I do not consider myself an information Luddite. By virtue of the very nature of my profession, I love good data; I crave good data; I pine for good data; but I also distrust all data until its reliability can be proven. More is not necessarily better.
Our data and its infrastructure is steadily holding us captive while we perpetuate the delusion that it is setting us free. Unwilling to accept this possibility, we double down on our bet on artificial intelligence (AI) as the means to master the data-pile and set us free. No doubt, AI will bring many advantages.
But it also holds the risk that in seeking to outsource our thinking and judgements to so-called sentient machines, we are inviting a concentration of power (think Amazon, Facebook and Google) and a potential for manipulation that enslaves rather than liberates us. Given our own individual and collective imperfections as citizens, professionals and societies, is it reasonably plausible that we can create AI that transcends our manifest imperfections and biases, but is vastly more capable of the harm we can already do without AI’s assistance?

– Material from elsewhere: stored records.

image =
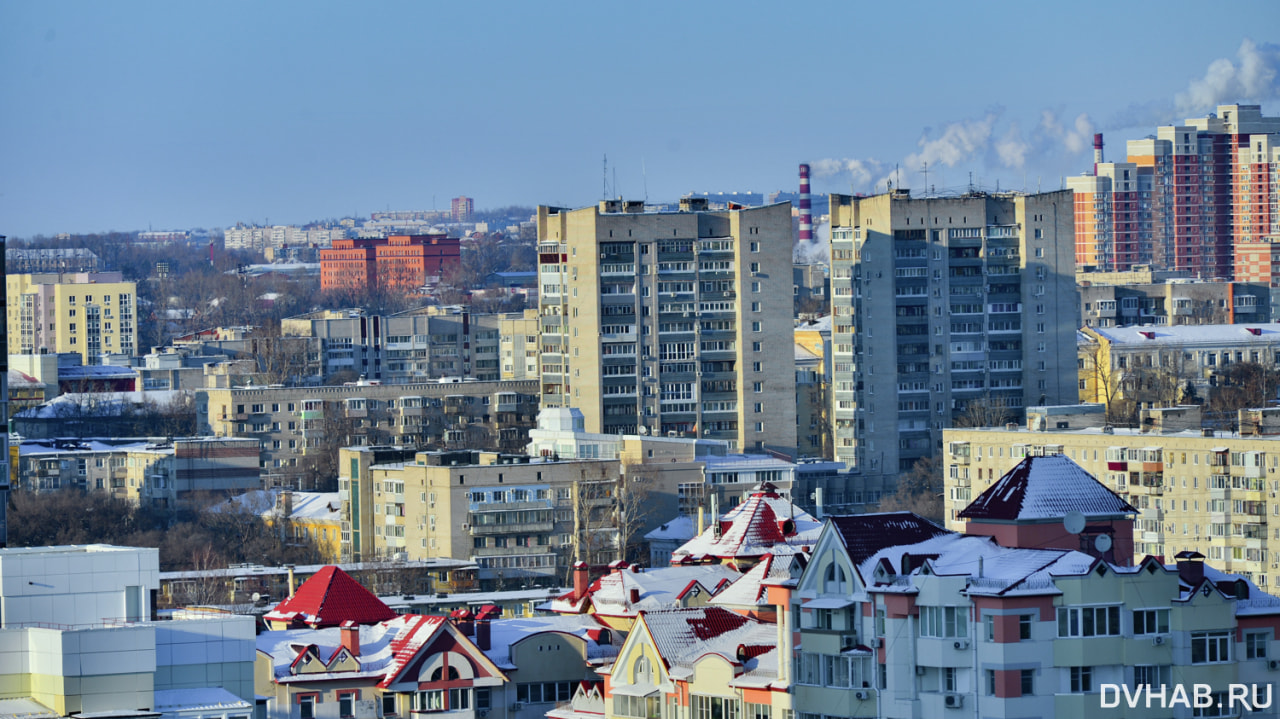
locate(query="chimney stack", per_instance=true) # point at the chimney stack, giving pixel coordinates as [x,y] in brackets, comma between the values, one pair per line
[1191,567]
[581,580]
[805,205]
[350,632]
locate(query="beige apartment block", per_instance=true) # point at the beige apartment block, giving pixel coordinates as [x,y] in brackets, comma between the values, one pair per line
[945,307]
[291,422]
[88,314]
[1197,490]
[675,324]
[421,344]
[519,520]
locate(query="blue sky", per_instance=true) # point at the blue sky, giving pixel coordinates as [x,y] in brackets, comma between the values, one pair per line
[126,115]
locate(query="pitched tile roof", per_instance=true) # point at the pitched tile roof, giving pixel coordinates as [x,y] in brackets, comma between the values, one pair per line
[766,523]
[1046,488]
[328,599]
[863,535]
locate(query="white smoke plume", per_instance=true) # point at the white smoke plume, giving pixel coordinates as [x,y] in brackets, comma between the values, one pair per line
[1225,82]
[1075,138]
[958,143]
[1011,149]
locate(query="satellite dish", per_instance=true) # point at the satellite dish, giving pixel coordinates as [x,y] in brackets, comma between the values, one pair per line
[1073,522]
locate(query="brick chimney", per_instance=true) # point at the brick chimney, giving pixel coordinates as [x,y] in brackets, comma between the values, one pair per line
[581,580]
[1191,567]
[350,632]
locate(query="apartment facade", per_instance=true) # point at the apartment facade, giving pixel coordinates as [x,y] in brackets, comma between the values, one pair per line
[1212,493]
[416,346]
[400,262]
[945,306]
[88,314]
[664,321]
[291,422]
[517,520]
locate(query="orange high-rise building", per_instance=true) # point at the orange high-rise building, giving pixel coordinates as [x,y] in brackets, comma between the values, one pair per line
[394,262]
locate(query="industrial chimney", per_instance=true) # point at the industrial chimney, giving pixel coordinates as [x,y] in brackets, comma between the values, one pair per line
[805,207]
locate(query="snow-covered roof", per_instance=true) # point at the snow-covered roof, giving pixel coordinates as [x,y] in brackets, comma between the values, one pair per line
[681,529]
[384,647]
[1045,489]
[750,589]
[766,523]
[506,632]
[656,589]
[682,636]
[1192,334]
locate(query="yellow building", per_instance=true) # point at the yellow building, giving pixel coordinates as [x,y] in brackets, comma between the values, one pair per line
[90,314]
[1197,490]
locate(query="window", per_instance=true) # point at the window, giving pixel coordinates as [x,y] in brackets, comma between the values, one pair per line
[1211,647]
[1150,622]
[1082,679]
[1256,645]
[713,708]
[944,622]
[1088,622]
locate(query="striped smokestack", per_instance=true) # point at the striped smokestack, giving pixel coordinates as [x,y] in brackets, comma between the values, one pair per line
[805,209]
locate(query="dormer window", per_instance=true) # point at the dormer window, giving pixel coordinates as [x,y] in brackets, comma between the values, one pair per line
[835,580]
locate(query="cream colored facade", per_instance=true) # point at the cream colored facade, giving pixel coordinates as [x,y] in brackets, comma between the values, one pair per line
[1211,494]
[516,520]
[88,314]
[670,321]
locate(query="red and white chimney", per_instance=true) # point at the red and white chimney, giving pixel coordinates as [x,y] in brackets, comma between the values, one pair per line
[805,206]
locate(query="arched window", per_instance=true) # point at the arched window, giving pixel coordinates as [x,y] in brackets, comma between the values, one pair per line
[835,580]
[643,671]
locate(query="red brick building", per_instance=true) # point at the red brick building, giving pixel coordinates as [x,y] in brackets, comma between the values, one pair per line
[393,262]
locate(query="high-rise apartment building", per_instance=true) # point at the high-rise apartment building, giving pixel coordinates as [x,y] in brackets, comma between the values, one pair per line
[1187,196]
[670,323]
[945,310]
[461,209]
[397,262]
[90,314]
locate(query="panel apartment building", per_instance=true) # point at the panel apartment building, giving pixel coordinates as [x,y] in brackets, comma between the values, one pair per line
[670,323]
[292,422]
[1196,490]
[944,307]
[88,314]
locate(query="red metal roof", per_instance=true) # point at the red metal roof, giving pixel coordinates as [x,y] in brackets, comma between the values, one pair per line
[330,598]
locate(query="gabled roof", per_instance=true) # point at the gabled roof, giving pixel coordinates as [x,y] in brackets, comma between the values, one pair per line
[1045,489]
[863,535]
[328,599]
[766,523]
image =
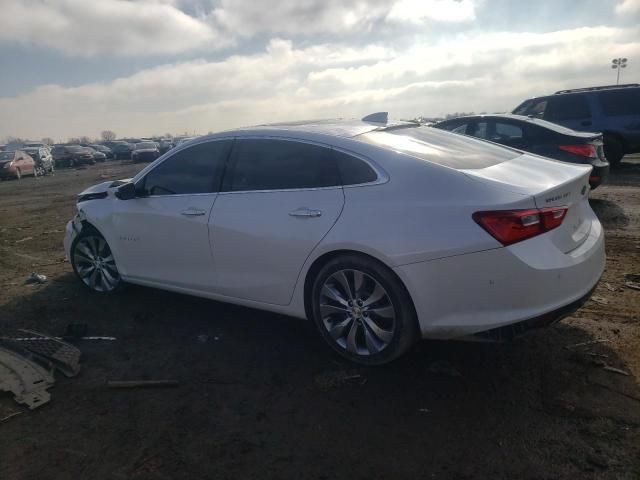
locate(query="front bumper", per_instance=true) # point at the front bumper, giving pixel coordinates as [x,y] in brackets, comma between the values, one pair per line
[69,235]
[466,294]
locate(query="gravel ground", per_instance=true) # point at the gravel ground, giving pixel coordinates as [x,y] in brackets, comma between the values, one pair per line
[260,396]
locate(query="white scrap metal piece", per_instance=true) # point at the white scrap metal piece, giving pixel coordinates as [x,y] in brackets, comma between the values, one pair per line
[27,380]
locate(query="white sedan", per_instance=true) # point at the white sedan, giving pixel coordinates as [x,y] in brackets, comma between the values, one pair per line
[380,233]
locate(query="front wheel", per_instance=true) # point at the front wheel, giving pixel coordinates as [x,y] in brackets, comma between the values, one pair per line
[363,311]
[93,262]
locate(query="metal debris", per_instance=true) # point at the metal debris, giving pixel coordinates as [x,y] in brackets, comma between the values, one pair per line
[10,416]
[27,380]
[36,278]
[633,285]
[583,344]
[61,355]
[615,370]
[599,300]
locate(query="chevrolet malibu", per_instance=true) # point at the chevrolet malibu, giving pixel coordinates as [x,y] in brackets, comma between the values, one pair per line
[380,233]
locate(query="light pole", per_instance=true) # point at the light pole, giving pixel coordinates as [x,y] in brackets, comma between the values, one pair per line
[617,64]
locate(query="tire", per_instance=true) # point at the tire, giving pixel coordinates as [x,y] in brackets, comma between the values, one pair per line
[93,262]
[363,311]
[613,150]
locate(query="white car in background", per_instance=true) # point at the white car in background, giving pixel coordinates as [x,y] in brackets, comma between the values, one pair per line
[380,233]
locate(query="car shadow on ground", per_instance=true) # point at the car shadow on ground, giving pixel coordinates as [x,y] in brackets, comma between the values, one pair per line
[611,214]
[261,396]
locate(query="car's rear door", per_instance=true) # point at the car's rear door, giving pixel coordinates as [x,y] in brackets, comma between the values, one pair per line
[162,235]
[571,110]
[281,198]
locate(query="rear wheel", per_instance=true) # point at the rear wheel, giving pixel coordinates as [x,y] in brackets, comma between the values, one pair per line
[363,311]
[613,150]
[93,262]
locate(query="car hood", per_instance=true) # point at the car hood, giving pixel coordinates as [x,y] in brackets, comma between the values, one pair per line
[104,186]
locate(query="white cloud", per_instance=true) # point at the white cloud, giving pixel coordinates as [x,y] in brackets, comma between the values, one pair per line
[166,27]
[299,17]
[628,7]
[114,27]
[416,11]
[481,72]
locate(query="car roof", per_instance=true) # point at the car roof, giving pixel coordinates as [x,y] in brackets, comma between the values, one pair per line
[343,128]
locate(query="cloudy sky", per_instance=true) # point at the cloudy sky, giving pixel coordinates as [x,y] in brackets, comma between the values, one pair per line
[144,67]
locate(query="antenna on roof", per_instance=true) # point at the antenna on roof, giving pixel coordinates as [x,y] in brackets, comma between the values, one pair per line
[378,117]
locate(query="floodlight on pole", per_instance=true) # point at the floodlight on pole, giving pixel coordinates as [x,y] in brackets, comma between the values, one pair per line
[618,64]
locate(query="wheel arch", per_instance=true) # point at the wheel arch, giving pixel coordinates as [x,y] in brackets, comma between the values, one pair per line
[326,257]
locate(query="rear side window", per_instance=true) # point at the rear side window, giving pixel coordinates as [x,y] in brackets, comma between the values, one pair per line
[616,103]
[197,169]
[567,107]
[265,164]
[354,171]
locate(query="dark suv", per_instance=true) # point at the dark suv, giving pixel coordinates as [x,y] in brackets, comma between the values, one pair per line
[613,110]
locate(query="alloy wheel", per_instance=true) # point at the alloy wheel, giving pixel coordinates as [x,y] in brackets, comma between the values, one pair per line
[357,312]
[95,264]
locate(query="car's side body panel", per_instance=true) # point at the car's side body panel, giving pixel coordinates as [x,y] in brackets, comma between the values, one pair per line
[417,220]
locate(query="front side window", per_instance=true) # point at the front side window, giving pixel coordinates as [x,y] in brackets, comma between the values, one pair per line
[620,102]
[567,107]
[197,169]
[266,164]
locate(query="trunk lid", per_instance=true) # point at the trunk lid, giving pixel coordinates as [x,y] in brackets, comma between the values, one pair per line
[551,184]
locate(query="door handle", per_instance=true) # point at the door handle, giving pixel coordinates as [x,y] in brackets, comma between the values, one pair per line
[305,212]
[193,212]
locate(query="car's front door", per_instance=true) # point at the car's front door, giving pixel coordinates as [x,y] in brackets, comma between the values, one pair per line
[162,235]
[281,198]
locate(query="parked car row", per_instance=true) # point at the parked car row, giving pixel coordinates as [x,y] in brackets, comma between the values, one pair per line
[593,126]
[46,157]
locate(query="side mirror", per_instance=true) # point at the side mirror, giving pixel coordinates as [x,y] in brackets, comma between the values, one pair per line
[126,191]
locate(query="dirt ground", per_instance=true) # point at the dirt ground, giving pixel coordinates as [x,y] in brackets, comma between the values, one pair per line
[260,396]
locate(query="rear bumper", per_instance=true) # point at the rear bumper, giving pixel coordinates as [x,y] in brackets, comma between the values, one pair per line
[467,294]
[598,175]
[509,332]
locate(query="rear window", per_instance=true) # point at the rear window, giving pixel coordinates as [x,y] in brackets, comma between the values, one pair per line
[616,103]
[441,147]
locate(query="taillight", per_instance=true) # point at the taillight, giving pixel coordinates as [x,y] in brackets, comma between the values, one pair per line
[511,226]
[585,150]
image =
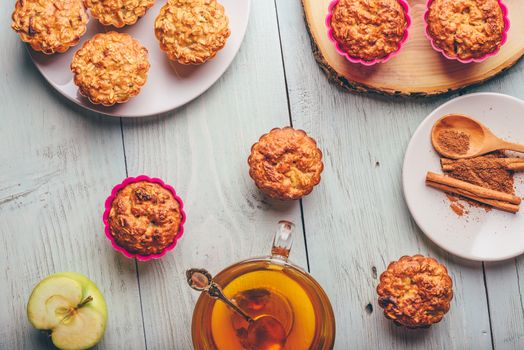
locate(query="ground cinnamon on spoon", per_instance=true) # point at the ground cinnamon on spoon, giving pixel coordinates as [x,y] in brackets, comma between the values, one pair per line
[454,141]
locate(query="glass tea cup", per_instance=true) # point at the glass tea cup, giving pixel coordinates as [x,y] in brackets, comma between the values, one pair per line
[266,286]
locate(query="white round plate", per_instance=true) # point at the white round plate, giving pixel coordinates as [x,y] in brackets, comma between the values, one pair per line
[479,235]
[169,85]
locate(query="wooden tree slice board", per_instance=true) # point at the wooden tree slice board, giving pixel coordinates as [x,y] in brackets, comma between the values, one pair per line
[417,69]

Stated more simply, can imperfect humans create perfect machines, or merely machines more capable of leveraging our imperfections to greater consequence?
We need not look far to preview the risks. Darkness is descending as the Trump administration seizes the reins of power and systematically draws the shades on the windows of government. Today it seeks to withhold information; to render us less informed. Today, as it has for the past two years, it perpetrates blatant lies, increasingly devoid of any subtlety, to propagate its world view. Imagine what it might do once it has implanted its partisans where all the levers of information creation or influence are located. Consider a modification of the adage: ‘To err is human; to really screw up takes a computer’.
The possibilities are exponential.
Happy Presidents’ Day. Better ones are coming. Hopefully.